Q-PCR NFs calculated for the cDNAs of the 10 tissues, based on the five control genes and recalculated after the sequential removal of the most variable control gene, that is the gene with the highest M value. Before the cDNA synthesis, total RNA was isolated from the ten tissues under the conditions described in “Materials and Methods.” Tissues examined include the tip and base of the first leaf (leaf tip and leaf base), the root tip and the maturation zone of roots (root m/zone), flowers just before anthesis (floral early), flowers at anthesis (floral anthesis), developing grain 3 and 13 DPA (developing grain 3 and developing grain 13), coleoptiles (3 d), and the stem of mature plants just below the emerging ear (stem).

Figure 5.

Normalized expression levels of the eight HvCesA genes in a range of tissues. Levels of mRNA are presented as number of copies per microliter after normalization. Tissues and their abbreviations are as detailed in the legend to Figure 4. Error bars = sds for each mRNA. A, Levels of the eight HvCesA mRNAs in the 10 different tissues. Very low levels of HvCesA5 mRNA were detected in some tissues, but the amount could not be seen on the scale used here. B, Levels of HvCesA1, HvCesA2, and HvCesA6 transcripts in the different tissues, showing the similar relative abundance of this group of mRNAs (designated Group I). C, Levels of HvCesA4, HvCesA7, and HvCesA8 transcripts in the series of tissues, showing the similar relative abundance of this group of transcripts (designated Group II).

Figure 6.

Segments of vegetative tissues used for the isolation of RNA for Q-PCR analysis of transcript abundance. The position of segments A to E of the young first leaf (7 d old) are indicated on the left, and the segments of the 5-d-old coleoptile (tip, middle, and base) and young root (maturation zone, 3, 2, and tip) are shown on the right.

Figure 7.

Normalized expression levels for the barley HvCesA genes in segments of young leaves. A, Levels of the Group I transcripts, HvCesA1, HvCesA2, and HvCesA6. B, Levels of the Group II transcripts, HvCesA4, HvCesA7, and HvCesA8. C, Levels of the eight HvCesA transcripts in segments of the young leaf (Fig. 6), expressed as a percentage of maximum transcript levels of each gene. The similar transcript profile for the Groups I and II genes can be seen, but HvCesA3 transcripts are clearly distributed in a different pattern, with the highest abundance of mRNA just below the leaf tip in segment B. Error bars = sds for each mRNA.

Figure 8.

Normalized expression levels for the barley HvCesA genes in segments of mature leaves. In this case, HvCesA3 transcripts are the most abundant, particularly in the middle region of the leaf.

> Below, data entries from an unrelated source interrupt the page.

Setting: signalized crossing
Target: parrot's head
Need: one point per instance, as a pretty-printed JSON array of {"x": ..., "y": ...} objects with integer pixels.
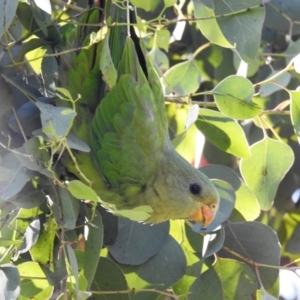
[
  {"x": 204, "y": 196},
  {"x": 186, "y": 192}
]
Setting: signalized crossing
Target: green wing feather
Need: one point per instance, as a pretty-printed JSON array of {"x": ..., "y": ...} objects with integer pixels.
[{"x": 127, "y": 136}]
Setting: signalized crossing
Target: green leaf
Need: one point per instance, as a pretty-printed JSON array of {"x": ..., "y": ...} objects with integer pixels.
[
  {"x": 159, "y": 59},
  {"x": 162, "y": 38},
  {"x": 293, "y": 245},
  {"x": 56, "y": 121},
  {"x": 232, "y": 25},
  {"x": 42, "y": 250},
  {"x": 29, "y": 199},
  {"x": 10, "y": 282},
  {"x": 6, "y": 242},
  {"x": 30, "y": 236},
  {"x": 276, "y": 84},
  {"x": 227, "y": 279},
  {"x": 137, "y": 242},
  {"x": 257, "y": 242},
  {"x": 207, "y": 23},
  {"x": 147, "y": 5},
  {"x": 295, "y": 112},
  {"x": 33, "y": 281},
  {"x": 233, "y": 97},
  {"x": 109, "y": 277},
  {"x": 93, "y": 247},
  {"x": 74, "y": 142},
  {"x": 12, "y": 175},
  {"x": 7, "y": 14},
  {"x": 34, "y": 157},
  {"x": 65, "y": 208},
  {"x": 183, "y": 78},
  {"x": 213, "y": 242},
  {"x": 245, "y": 204},
  {"x": 73, "y": 269},
  {"x": 270, "y": 161},
  {"x": 169, "y": 3},
  {"x": 107, "y": 66},
  {"x": 227, "y": 200},
  {"x": 225, "y": 133},
  {"x": 159, "y": 272},
  {"x": 81, "y": 191},
  {"x": 195, "y": 265}
]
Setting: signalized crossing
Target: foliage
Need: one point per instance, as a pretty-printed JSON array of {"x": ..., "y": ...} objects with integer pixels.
[{"x": 238, "y": 62}]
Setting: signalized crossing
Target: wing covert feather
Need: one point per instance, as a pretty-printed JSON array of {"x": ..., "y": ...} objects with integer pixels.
[{"x": 127, "y": 134}]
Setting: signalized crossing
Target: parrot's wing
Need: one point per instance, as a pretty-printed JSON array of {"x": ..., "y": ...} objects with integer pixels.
[{"x": 128, "y": 136}]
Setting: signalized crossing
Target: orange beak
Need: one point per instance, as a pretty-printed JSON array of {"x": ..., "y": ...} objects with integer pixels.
[{"x": 205, "y": 214}]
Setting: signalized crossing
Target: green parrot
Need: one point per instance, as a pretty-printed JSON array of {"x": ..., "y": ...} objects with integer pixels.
[{"x": 131, "y": 149}]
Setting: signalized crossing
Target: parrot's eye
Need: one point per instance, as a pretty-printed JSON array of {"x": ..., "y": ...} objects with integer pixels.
[{"x": 195, "y": 188}]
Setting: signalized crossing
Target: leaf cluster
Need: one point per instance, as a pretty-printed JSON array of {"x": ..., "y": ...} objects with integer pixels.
[{"x": 230, "y": 76}]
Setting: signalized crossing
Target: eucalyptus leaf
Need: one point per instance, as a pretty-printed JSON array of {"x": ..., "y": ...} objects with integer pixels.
[
  {"x": 42, "y": 250},
  {"x": 233, "y": 96},
  {"x": 65, "y": 208},
  {"x": 107, "y": 66},
  {"x": 30, "y": 236},
  {"x": 33, "y": 280},
  {"x": 276, "y": 84},
  {"x": 60, "y": 119},
  {"x": 81, "y": 191},
  {"x": 295, "y": 112},
  {"x": 109, "y": 277},
  {"x": 93, "y": 247},
  {"x": 270, "y": 161},
  {"x": 74, "y": 142},
  {"x": 246, "y": 203},
  {"x": 147, "y": 5},
  {"x": 183, "y": 78},
  {"x": 10, "y": 282},
  {"x": 257, "y": 242},
  {"x": 7, "y": 13},
  {"x": 227, "y": 279},
  {"x": 221, "y": 23},
  {"x": 223, "y": 132},
  {"x": 12, "y": 175},
  {"x": 138, "y": 242},
  {"x": 159, "y": 272}
]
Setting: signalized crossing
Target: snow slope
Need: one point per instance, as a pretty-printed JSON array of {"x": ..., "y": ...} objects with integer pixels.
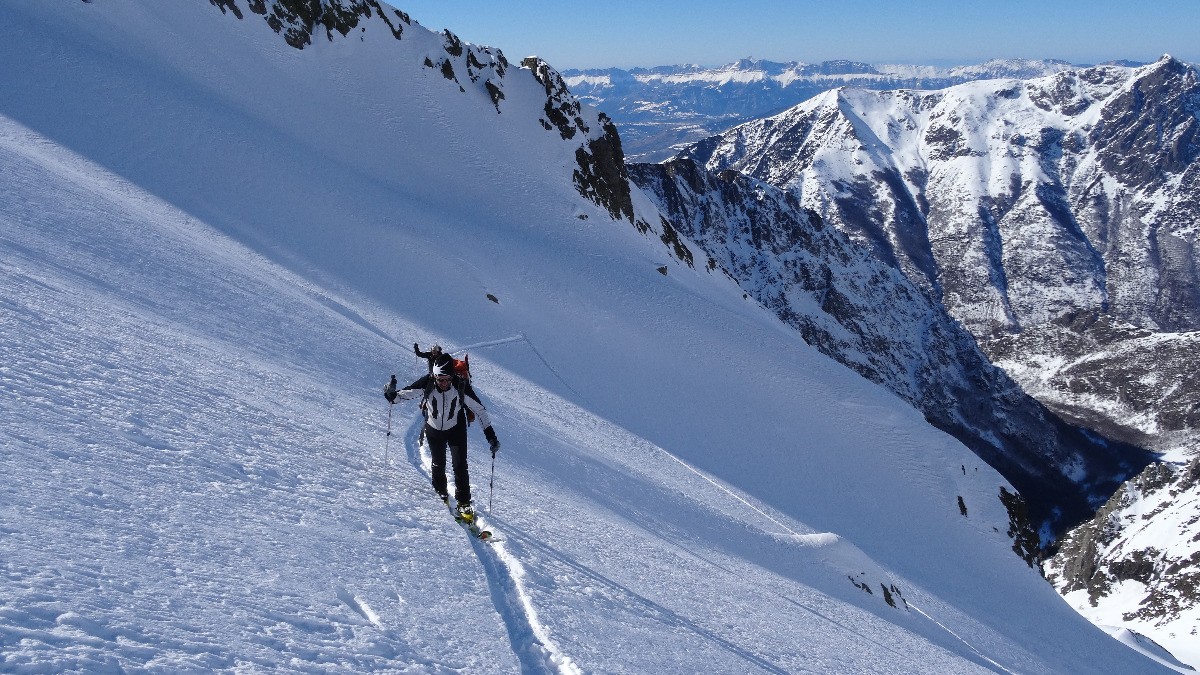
[{"x": 214, "y": 249}]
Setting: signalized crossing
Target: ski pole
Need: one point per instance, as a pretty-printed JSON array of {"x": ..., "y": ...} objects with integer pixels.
[{"x": 388, "y": 442}]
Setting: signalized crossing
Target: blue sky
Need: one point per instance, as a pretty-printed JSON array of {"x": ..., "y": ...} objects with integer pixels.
[{"x": 651, "y": 33}]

Error bars = sds for each mRNA.

Figure 9.

Normalized expression levels for the barley HvCesA genes in segments of young roots. A, Levels of the Group I transcripts, HvCesA1, HvCesA2, and HvCesA6. B, Levels of the Group II transcripts, HvCesA4, HvCesA7, and HvCesA8. In this case, HvCesA3 transcripts showed a distribution similar to that for the Group II mRNAs (data not shown). The positions of the root segments are shown in Figure 6. Error bars = sds for each mRNA.

Figure 10.

Normalized expression levels for the barley HvCesA genes in segments of coleoptiles. A, Levels of the Group I transcripts, HvCesA1, HvCesA2, and HvCesA6. B, Levels of the Group II transcripts, HvCesA4, HvCesA7, and HvCesA8. In this case, HvCesA3 transcripts remained at similar levels in each segment and, therefore, were different to the distribution of both the Groups I and II mRNAs (data not shown). Positions of the coleoptile segments are shown in Figure 6. Error bars = sds for each mRNA.